Reduced pressure chemical vapor deposition of Si1−x−yGexCy/Si and Si1−yCy/Si heterostructures

Abstract

We have grown by reduced pressure chemical vapor deposition Si1−x−yGexCy/Si and Si1−yCy/Si heterostructures for electrical purposes. The incorporation of substitutional carbon atoms into Si is expected to play a double role. On the one hand, by creating a carrier confinement in the channel region of metal–oxide–semiconductor transistors, the compressive strained Si1−x−yGexCy and the tensile strained Si1−yCy layers can be used to improve transport properties.
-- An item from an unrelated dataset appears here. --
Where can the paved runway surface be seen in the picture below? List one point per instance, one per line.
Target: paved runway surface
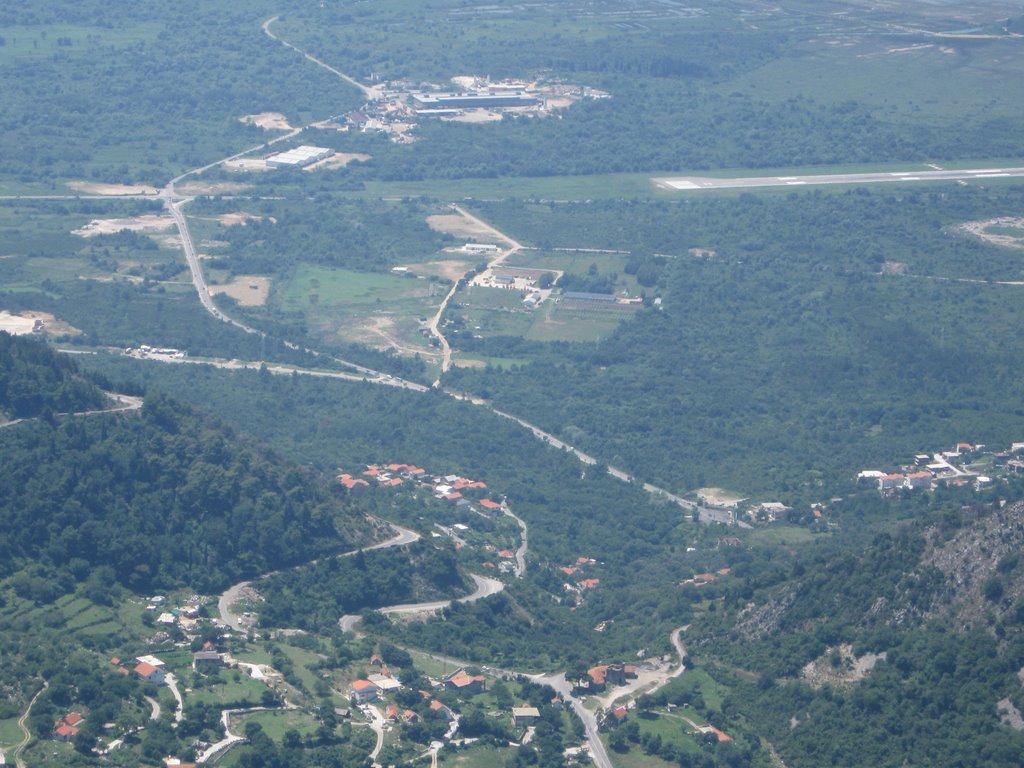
(704, 182)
On the other hand, the addition of carbon atoms can compensate the compressive strain induced by large amounts of Ge. As far as high Ge concentration Si1−x−yGexCy layers are concerned (Ge=18 at. %), x-ray diffraction (XRD) measurements show the progressive shift of the Si1−x−yGexCy peak towards the Si substrate peak, evidencing the strain compensation due to the incorporation of carbon atoms into the substitutional sites of the SiGe matrix. Carbon incorporation results in a decrease of the growth rate, from 10 nm/min (for substitutional C=0.46 at. %) down to 9 nm/min (when substitutional C=1.26 at. %). High quality Si1−x−yGexCy layers with up to 1.26 at. % of substitutional carbon atoms were grown. Transmission electron microscopy imaging and the comparison between secondary ion mass spectrometry (SIMS) and XRD results revealed that a further increase of the SiCH6 flow leads to an increase of the carbon incorporation into interstitial sites, which translates into a rapid deterioration of the Si1−x−yGexCy layer. Slightly compressive-strained Si1−x−yGexCy layers (Ge=4 at. %) have also been grown. Through the increase of the SiCH6 flow we have managed to tailor the Si1−x−yGexCy layer strain from compressive to tensile. The Si1−x−yGexCy growth rate drops from 3.4 nm/min down to 3.0 nm/min when the substitutional carbon concentration increases from 0.4 up to 1.21 at. %. Finally, Si1−yCy/Si tensile-strained heterostructures were grown. Smaller growth rates (1.8 nm/min) for Si1−yCy than for Si1−x−yGexCy are obtained. SIMS and XRD measurements indicate that the highest carbon concentration Si1−yCy layer (substitutional C=1.12 at. %) also contains many interstitial carbon atoms (interstitial C=0.45 at. %).